New grant looks at music and community health

Assistant Professor Deborah Moon has received University of Pittsburgh Year of Engagement funding to support "The CHURCH (Congregations as Healers Uniting to Restore Community Health) Music Project."

Launched in June 2020, the CHURCH (Congregations as Healers Uniting to Restore Community Health) Project is a Community-Partnered Participatory Research collaboration between Homewood Community Ministries—a network of Homewood clergy and congregations—and faculty from the University of Pittsburgh’s School of Social Work and Department of Psychiatry.

The CHURCH Project was created to develop, pilot, and evaluate a culturally tailored behavioral health intervention to improve the mental health of African American congregation members. Based upon the findings of past research on the benefits of music on mental and physical health and the central role of sacred music in African American congregations, the CHURCH Music Project expands the work of the CHURCH project, to incorporate music into the overall intervention.

“To our knowledge, the CHURCH Music Project will be one of, if not the first behavioral health intervention to explicitly incorporate sacred music into a mental health intervention for African Americans,” said Dr. Moon.

An advisory board was formed at the inception of the CHURCH project, which is comprised of the executive director of Homewood Community Ministries, senior pastors of the three black churches in Homewood, and Pitt researchers, including a mix of clinical, tenure-stream, and appointment stream faculty. Additionally, master’s and doctoral students are assisting with the project.
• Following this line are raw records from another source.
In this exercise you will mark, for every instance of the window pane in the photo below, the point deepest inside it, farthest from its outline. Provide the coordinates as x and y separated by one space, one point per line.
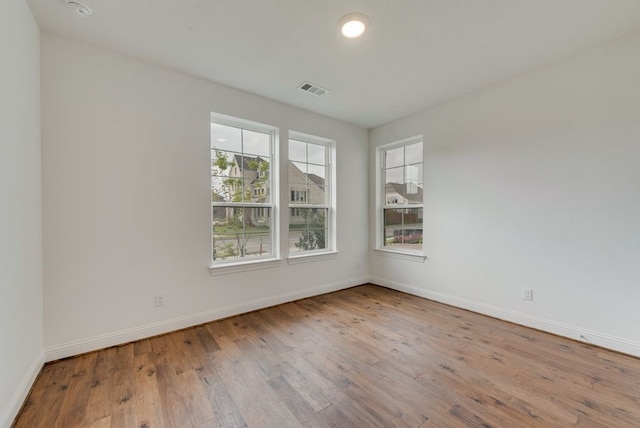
394 186
317 154
413 153
225 137
297 151
403 228
241 232
394 157
307 229
256 143
298 174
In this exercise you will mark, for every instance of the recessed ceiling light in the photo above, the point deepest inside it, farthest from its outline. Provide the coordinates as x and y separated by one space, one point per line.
353 25
81 8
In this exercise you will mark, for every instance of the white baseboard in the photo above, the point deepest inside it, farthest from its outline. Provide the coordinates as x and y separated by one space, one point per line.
124 336
15 404
587 336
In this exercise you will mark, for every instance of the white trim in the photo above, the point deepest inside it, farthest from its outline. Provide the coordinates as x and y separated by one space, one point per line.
307 257
18 398
413 257
244 266
603 340
128 335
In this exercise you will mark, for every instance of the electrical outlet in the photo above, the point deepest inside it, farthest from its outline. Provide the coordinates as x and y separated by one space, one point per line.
160 299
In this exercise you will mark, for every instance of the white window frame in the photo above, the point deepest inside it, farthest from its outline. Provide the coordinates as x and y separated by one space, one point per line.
330 200
382 203
271 259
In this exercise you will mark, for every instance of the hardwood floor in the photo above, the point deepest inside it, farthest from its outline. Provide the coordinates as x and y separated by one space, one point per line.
363 357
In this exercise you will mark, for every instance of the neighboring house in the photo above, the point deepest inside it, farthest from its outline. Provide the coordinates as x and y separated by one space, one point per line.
304 189
401 194
397 222
249 177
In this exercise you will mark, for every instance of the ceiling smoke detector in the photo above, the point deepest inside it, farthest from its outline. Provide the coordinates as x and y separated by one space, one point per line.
313 89
81 8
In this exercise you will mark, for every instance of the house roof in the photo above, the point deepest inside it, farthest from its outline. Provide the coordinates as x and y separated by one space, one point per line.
400 189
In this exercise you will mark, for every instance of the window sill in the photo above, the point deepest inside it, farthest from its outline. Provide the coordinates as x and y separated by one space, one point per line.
314 257
413 257
225 269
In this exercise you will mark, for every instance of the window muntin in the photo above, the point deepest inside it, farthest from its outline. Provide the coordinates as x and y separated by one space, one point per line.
310 196
241 199
402 196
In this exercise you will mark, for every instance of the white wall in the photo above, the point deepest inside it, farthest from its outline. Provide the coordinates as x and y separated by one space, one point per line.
126 200
535 182
21 351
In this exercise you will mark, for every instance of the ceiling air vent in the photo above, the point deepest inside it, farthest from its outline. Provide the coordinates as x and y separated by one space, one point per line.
313 89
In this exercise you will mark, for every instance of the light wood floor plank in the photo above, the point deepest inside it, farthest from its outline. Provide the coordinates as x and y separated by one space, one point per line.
362 357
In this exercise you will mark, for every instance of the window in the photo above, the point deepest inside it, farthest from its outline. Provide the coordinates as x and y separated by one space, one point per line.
311 196
401 196
242 204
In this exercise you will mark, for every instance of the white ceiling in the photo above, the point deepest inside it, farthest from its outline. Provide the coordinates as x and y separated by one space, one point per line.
415 54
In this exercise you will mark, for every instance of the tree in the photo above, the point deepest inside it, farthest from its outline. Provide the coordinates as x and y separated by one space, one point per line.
313 236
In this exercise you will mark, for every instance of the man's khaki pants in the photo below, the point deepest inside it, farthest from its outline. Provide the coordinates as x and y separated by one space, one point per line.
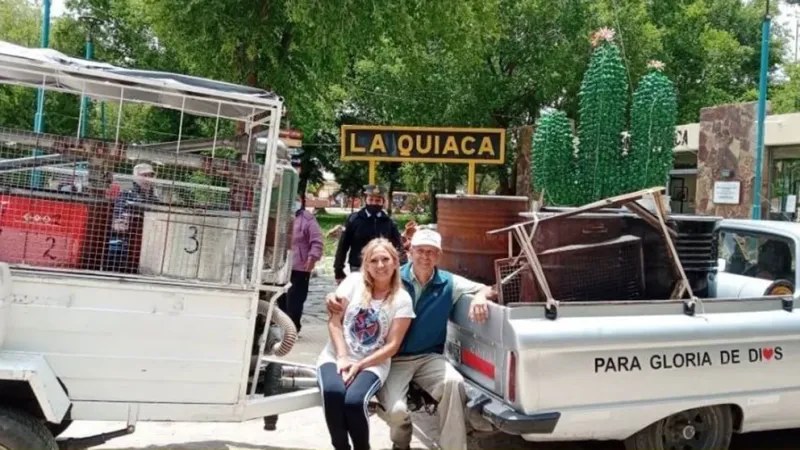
433 373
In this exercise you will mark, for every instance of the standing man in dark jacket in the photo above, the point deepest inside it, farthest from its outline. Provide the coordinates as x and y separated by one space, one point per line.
362 226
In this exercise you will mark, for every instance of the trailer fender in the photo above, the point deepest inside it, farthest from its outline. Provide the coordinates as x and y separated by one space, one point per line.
33 370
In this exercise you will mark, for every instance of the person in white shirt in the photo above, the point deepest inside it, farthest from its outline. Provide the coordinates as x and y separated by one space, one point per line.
368 330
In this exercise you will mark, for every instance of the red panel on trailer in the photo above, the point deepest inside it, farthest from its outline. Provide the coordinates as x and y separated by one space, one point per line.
41 232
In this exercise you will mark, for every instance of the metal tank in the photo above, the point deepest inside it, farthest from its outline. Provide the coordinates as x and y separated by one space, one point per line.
464 220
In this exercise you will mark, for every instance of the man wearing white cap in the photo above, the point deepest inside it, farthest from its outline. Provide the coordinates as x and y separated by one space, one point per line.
121 229
421 356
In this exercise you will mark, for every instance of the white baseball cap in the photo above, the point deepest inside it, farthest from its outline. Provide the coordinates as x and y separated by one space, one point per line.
427 237
142 169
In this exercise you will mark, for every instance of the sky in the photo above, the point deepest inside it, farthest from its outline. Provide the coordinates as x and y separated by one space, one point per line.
788 17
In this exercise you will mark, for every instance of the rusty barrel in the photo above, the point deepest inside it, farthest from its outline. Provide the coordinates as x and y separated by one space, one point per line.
463 221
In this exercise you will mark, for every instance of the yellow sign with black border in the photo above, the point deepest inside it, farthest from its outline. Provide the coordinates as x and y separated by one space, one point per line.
423 144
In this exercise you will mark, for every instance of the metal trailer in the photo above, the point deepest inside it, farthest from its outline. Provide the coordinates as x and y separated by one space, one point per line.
154 307
558 362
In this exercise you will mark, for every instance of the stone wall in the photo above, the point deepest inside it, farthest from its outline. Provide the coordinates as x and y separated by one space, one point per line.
728 143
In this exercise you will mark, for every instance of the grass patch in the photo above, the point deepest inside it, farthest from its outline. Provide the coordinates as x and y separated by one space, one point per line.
328 221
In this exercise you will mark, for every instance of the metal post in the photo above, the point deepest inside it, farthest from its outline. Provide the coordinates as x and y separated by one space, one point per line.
38 124
762 112
85 100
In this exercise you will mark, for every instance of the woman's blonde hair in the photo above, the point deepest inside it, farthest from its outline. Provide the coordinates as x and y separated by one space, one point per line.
394 284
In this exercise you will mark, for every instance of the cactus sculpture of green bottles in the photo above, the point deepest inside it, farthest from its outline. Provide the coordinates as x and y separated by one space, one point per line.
606 159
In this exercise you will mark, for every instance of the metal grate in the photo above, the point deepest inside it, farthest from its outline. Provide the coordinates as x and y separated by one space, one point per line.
608 270
70 203
519 285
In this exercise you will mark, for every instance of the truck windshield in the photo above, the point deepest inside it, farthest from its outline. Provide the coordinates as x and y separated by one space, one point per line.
758 255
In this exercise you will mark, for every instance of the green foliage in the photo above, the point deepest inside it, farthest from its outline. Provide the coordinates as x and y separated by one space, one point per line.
553 164
603 100
607 163
653 116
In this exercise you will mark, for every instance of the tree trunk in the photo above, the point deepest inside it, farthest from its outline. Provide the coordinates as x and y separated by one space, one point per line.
524 180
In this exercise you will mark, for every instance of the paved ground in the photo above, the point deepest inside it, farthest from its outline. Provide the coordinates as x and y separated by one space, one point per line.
299 430
307 430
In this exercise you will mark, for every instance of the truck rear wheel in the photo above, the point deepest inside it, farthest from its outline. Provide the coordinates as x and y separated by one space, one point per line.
707 428
20 431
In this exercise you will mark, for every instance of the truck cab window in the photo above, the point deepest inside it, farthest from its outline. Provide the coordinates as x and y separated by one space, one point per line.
757 255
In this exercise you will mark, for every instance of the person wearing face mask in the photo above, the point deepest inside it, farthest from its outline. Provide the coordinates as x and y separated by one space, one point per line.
307 245
366 224
126 221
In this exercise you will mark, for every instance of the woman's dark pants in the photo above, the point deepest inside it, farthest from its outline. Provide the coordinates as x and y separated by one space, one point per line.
346 406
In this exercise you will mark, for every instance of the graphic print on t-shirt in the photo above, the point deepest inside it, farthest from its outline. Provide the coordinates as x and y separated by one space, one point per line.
366 328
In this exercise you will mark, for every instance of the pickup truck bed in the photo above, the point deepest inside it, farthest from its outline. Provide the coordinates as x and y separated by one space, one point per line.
605 370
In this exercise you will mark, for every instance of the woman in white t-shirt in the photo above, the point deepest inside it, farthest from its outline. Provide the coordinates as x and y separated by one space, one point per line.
355 362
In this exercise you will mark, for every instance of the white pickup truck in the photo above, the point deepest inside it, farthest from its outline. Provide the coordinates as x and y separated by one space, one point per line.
613 361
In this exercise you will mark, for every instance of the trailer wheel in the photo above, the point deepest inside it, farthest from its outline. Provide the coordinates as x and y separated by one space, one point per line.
707 428
20 431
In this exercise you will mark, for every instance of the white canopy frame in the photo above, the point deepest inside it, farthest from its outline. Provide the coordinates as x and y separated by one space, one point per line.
50 70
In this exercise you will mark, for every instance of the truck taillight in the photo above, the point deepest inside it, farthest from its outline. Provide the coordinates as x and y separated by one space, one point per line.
475 362
512 377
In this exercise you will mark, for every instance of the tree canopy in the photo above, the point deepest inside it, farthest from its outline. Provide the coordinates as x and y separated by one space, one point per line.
493 63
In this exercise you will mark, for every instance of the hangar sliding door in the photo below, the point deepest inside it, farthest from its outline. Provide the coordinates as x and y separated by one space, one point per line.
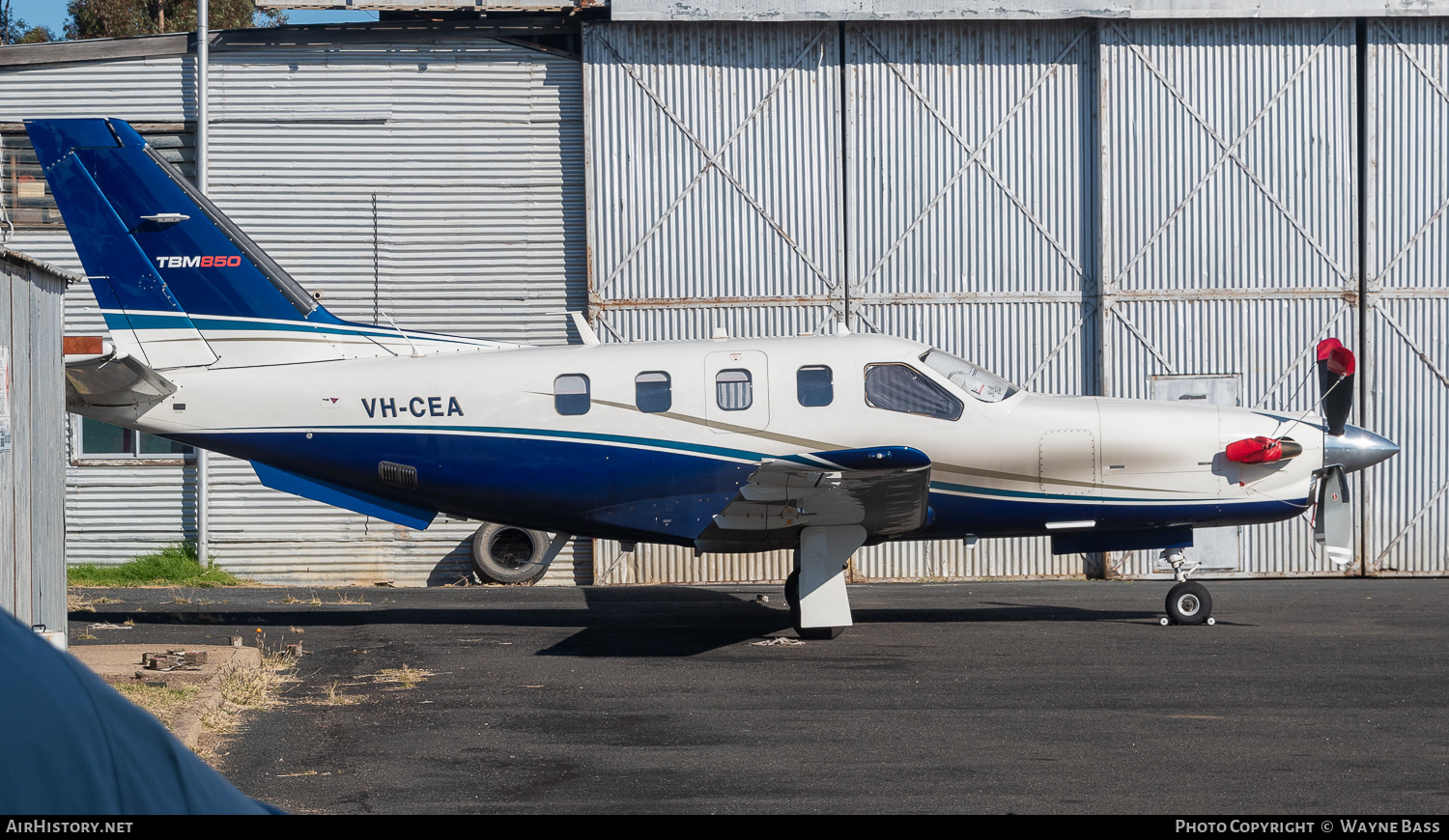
1229 222
713 179
713 202
1407 301
970 222
434 182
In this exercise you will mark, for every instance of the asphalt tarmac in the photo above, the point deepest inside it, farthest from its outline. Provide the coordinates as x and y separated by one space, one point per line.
1309 697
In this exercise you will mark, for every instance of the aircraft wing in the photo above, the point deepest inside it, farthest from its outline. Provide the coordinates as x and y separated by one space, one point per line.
883 489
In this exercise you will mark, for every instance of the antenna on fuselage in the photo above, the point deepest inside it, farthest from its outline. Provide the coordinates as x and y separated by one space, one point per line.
585 333
406 338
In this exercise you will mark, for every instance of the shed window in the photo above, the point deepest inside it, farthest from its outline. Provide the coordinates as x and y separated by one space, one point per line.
733 390
104 440
652 391
904 388
814 385
571 394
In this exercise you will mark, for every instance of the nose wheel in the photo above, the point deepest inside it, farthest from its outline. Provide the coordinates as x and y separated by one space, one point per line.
1188 602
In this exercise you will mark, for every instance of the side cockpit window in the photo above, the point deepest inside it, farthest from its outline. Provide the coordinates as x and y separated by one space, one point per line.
903 388
571 394
814 385
652 391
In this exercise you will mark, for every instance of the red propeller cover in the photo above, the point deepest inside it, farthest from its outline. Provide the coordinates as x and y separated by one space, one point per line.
1255 451
1338 356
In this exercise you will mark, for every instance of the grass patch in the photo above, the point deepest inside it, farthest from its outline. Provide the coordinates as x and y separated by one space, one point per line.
162 703
405 677
174 565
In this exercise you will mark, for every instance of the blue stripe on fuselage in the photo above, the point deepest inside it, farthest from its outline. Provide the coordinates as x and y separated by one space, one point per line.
165 322
649 490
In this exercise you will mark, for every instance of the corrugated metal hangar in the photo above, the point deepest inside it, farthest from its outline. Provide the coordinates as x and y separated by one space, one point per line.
1147 203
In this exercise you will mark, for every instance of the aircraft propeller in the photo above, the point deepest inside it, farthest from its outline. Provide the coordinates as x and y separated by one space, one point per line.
1333 515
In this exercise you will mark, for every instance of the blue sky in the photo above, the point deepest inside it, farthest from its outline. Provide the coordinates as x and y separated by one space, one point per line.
52 14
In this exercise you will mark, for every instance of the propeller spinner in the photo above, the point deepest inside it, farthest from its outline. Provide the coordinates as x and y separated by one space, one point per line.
1345 449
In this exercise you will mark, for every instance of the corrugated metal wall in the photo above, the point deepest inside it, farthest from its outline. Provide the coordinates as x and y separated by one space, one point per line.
1407 301
1229 220
970 222
474 151
32 463
715 199
715 179
1078 206
1083 206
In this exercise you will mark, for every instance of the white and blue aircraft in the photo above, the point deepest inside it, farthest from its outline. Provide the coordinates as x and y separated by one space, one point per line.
814 443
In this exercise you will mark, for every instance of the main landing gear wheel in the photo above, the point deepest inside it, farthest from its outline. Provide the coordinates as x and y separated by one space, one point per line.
793 599
1188 602
509 555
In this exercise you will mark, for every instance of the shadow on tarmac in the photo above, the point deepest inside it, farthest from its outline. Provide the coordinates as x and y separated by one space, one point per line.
616 622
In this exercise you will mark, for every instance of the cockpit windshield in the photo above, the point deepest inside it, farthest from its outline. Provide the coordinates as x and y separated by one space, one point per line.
977 381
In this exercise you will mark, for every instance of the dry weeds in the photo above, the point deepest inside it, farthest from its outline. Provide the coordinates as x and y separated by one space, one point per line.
405 677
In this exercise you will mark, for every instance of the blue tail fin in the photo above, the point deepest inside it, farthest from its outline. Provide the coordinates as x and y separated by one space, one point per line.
156 252
179 281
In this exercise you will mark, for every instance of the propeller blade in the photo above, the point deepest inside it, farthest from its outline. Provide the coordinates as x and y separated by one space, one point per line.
1333 518
1336 368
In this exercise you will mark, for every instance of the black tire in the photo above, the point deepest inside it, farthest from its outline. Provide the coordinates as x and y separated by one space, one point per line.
509 555
793 599
819 633
1188 602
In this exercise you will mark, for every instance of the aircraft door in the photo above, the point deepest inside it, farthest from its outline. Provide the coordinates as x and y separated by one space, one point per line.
738 396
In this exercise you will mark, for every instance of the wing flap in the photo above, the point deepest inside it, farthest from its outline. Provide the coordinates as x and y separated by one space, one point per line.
884 490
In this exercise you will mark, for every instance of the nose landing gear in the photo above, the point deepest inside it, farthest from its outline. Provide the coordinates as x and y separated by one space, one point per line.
1188 602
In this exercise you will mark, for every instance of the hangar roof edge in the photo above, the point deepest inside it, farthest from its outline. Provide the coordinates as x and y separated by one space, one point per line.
263 37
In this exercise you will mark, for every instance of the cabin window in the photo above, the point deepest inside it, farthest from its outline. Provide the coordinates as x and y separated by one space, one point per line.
652 391
814 385
571 394
904 388
733 390
103 440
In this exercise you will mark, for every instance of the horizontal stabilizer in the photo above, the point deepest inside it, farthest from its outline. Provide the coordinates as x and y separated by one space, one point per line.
115 379
327 492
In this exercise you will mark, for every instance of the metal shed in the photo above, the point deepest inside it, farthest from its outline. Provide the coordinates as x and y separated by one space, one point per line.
32 454
1109 205
425 174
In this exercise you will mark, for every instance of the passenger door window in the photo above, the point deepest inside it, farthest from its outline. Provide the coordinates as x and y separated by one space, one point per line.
652 391
814 385
571 394
733 390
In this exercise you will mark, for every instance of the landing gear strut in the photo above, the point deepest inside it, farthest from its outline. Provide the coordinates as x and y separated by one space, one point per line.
1188 602
814 591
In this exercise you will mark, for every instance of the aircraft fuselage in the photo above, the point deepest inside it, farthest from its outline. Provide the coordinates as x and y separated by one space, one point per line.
651 440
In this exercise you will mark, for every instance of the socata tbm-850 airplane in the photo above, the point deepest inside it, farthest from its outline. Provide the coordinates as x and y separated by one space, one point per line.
814 443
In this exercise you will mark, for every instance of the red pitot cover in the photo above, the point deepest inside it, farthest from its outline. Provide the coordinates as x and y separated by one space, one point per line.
1255 451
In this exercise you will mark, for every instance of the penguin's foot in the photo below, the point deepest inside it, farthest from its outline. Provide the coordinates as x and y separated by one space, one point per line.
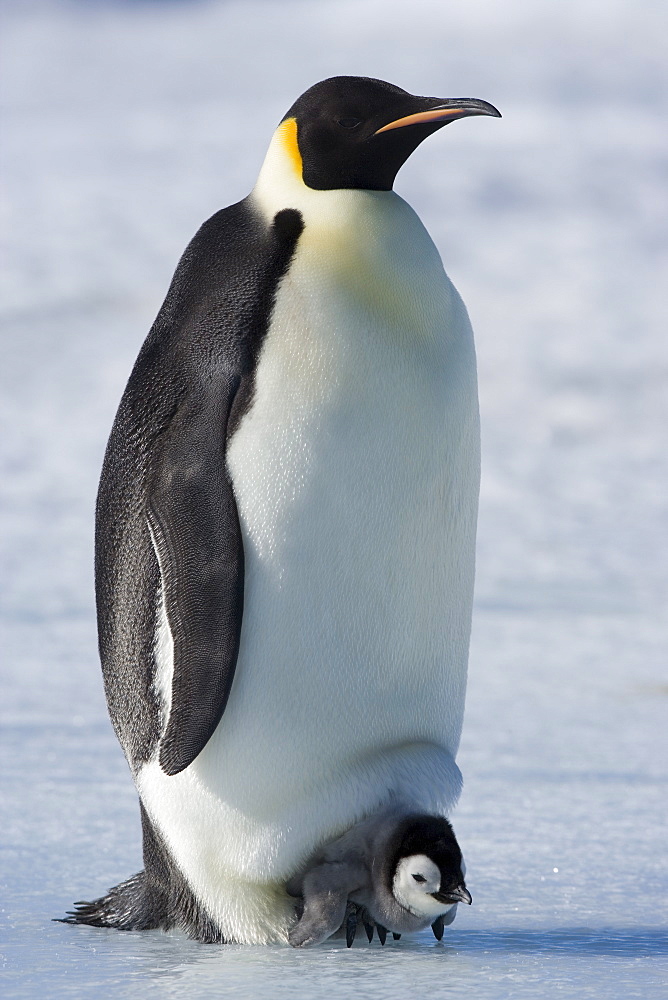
356 914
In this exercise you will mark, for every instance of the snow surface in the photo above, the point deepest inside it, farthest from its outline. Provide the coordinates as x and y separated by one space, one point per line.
125 125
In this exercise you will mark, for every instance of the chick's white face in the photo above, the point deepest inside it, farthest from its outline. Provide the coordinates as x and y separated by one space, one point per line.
415 879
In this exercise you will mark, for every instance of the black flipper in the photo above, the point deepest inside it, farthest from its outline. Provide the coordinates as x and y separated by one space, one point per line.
165 475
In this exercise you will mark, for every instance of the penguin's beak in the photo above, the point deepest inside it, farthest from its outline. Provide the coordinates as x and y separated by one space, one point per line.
441 112
458 895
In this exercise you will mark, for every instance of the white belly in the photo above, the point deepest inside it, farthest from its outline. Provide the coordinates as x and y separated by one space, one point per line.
356 478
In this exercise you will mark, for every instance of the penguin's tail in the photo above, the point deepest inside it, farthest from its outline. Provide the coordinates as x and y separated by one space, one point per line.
130 906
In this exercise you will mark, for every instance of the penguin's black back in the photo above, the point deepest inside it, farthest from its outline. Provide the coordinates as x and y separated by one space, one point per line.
165 466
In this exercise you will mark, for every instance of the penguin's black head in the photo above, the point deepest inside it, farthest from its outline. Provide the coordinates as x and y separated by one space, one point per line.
427 865
354 132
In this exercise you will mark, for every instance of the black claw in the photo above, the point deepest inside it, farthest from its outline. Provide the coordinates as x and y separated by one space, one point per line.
351 925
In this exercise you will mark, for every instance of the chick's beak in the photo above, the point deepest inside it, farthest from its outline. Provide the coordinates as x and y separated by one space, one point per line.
458 895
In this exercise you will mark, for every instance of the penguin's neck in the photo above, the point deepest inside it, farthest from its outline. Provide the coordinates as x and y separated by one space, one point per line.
280 185
370 245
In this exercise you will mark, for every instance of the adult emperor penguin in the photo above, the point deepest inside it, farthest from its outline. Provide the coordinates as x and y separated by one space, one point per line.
286 524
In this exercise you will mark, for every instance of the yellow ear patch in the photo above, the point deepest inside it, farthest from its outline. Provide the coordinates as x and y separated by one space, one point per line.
288 133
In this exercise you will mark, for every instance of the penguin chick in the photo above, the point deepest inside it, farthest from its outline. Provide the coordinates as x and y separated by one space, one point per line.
401 872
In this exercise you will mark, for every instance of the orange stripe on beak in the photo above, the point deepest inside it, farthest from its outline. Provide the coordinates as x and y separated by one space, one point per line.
437 114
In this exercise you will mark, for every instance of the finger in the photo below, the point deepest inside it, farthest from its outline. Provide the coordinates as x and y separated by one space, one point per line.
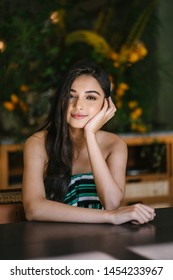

The CHURCH project was launched in June 2020 and will continue until June 2021. The board has held biweekly meetings for the past 6 months to plan and execute a needs and asset assessment with senior pastors in black churches in Homewood, which will inform the process of developing the mental health intervention as well as identifying implementation strategies that can sustain the intervention in black churches. The CHURCH project is jointly funded by the Center for Interventions to Enhance Community Health (CiTECH) and the Center on Race and Social Problems (CRSP) at the University of Pittsburgh.